De puertas adentro, León se encuentra con una Iglesia europea con elites más progresistas que sus fieles y con un clero nuevo intelectualmente moldeado por Juan Pablo y Benedicto: un rebaño más pequeño pero quizá más comprometido. También se encuentra con una Iglesia africana y asiática que gana no solo peso demográfico sino moral: bien lo supo Francisco tras la declaración Fiducia supplicans. En sus Estados Unidos es donde León deberá afilar el perfil mediador: el enfoque eclesial interno no se puede separar de su proyección geopolítica. Allí hay que sanar las relaciones con Roma de una jerarquía mayoritariamente pro-Trump que convive con una minoría muy encendida de obispos progresistas. Es una cuestión de dinero: la falta de confianza en Francisco desalentó a grandes donantes y, en un momento de agonía financiera, el Vaticano necesita unos fondos que tampoco vendrán sin ahondar en su estatalización.

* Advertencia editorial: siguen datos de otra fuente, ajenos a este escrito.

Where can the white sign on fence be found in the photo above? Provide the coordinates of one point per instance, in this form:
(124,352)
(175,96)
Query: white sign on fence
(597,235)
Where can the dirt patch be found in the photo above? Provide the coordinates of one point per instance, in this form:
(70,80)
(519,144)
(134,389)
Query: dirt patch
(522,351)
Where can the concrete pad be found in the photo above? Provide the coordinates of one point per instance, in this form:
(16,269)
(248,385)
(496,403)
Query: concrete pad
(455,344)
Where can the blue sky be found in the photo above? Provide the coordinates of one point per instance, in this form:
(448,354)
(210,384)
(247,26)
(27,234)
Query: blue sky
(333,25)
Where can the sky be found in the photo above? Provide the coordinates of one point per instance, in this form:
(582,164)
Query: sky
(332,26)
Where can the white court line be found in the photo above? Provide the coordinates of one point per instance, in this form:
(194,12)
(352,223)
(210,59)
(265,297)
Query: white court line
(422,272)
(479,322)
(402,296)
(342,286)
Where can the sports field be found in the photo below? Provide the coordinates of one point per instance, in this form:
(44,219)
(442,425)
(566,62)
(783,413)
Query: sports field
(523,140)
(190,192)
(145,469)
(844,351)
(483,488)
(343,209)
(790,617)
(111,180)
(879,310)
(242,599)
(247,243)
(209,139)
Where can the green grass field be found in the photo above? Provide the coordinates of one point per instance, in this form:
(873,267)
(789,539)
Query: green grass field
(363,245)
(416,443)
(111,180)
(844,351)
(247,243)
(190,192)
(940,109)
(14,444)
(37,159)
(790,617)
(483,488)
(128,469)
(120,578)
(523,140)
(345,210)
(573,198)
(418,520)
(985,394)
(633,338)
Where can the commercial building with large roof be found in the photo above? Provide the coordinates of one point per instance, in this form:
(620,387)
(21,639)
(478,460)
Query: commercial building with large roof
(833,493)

Sin embargo, es ante todo una cuestión, como decíamos, geopolítica. A raíz de sus palabras ya pronunciadas sobre asuntos como Gaza, la paz “desarmada y desarmante”, migraciones o tráfico de armas, puede intuirse ya una música del pontificado. León va a combinar unas posiciones doctrinales más templadas y previsibles que las de Francisco con unos posicionamientos en la esfera internacional que ahondarán en su línea. No es algo que deba entusiasmar a Trump, si bien nadie mejor que un papa americano para suavizar los roces, y más cuando —con Vance a la cabeza—, el propio Trump está rodeado de católicos. Por volver al inicio, los católicos verán que las cosas en su parroquia no cambian tanto. Pero en el escenario internacional, León puede tener un ascendiente moral: en un mundo donde la globalización se cierra, su mismo lema (“ser uno en el Uno”) apela a la unidad. Y en un mundo donde las instituciones de cooperación van a menos y muchos quieren ser “grandes otra vez”, su mensaje puede honrar esa catolicidad que significaba “universalidad” en su etimología.